Kan damarlarımız, diyaliz için yeterli ve sabit miktarda kan akışı sağlamaya uygun değildir. İki tip kan damarımız vardır: toplardamar ve atardamar. Toplardamarlarımız, hemen cilt altındadır ve sıklıkla çıplak gözle görebiliriz. Oldukça kolay delinebilirler ama toplardamardaki kan akışı diyaliz tedavisi için çok yavaştır.
Atardamarlardaki kan, toplardamarlardakinden daha yüksek bir basınçla akar ama cildimizin çok altında, daha derinde “gizlidirler” ve bu yüzden iğne ile ulaşılması çok daha zordur. Dahası, atardamarların sahip olduğu çok güçlü nabız ve yüksek basınç, diyaliz tedavisi için uygun değildir. Bundan dolayı fistül adı verilen özel bir kan damarına gereksinimimiz vardır.

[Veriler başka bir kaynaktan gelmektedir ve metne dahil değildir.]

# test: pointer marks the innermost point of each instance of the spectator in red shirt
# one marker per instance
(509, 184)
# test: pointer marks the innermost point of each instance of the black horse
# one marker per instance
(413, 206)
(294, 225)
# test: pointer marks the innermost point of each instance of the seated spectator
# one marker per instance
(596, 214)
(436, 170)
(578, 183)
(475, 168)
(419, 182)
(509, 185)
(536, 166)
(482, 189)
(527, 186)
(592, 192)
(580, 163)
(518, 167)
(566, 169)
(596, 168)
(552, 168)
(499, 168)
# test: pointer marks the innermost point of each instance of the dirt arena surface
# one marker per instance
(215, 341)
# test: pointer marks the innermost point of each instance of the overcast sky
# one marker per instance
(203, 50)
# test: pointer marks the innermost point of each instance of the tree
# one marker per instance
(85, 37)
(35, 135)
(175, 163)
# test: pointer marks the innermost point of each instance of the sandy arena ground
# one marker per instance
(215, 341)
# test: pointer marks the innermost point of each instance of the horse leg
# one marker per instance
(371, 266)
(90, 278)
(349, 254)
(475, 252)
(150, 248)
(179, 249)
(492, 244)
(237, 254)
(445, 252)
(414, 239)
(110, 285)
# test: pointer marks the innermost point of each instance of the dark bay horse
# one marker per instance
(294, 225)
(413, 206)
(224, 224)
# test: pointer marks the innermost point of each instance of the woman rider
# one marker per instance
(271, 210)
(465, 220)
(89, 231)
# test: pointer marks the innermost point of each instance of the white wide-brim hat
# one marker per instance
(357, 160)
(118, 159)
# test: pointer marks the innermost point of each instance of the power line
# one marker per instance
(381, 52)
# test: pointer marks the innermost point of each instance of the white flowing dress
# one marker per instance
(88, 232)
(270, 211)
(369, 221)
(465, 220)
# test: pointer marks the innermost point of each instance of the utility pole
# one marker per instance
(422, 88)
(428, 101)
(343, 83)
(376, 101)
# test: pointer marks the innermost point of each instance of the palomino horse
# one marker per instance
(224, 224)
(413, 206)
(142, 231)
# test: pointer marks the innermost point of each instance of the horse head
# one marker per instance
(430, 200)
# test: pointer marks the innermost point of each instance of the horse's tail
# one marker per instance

Fistül, kısa bir cerrahi müdahalede bir atardamarla bir damarın birleştirilmesiyle oluşturulur; bu yüzden “arteriyovenöz” olarak adlandırılır. Fistüller genellikle ön kolda bulunur. Yeni oluşturulan kan damarı, atardamarlar ve toplardamarların özelliklerini birleştirir: Kan akışı ve kan basıncı bir toplardamardakinden daha yüksektir ve kan damarı, bir atardamara dokunduğunuzdaki hisse benzer belirgin bir titremeye sahiptir.
Olgunlaşma süreci sırasında, kan damarının çapı, bir iğnenin girmesini kolaylaştıracak şekilde büyür ve fistülün duvar kalınlığı artar. Bu “olgunlaşma süreci” genellikle 2 ila 6 hafta sürer. Olgunlaşma sonrasında, yüksek miktarda kanın, efektif hemodiyalize olanak tanıyacak şekilde ekstrakorporeal kan devresinden geçmesini sağladığından fistüle iğne girişimi yapılabilir.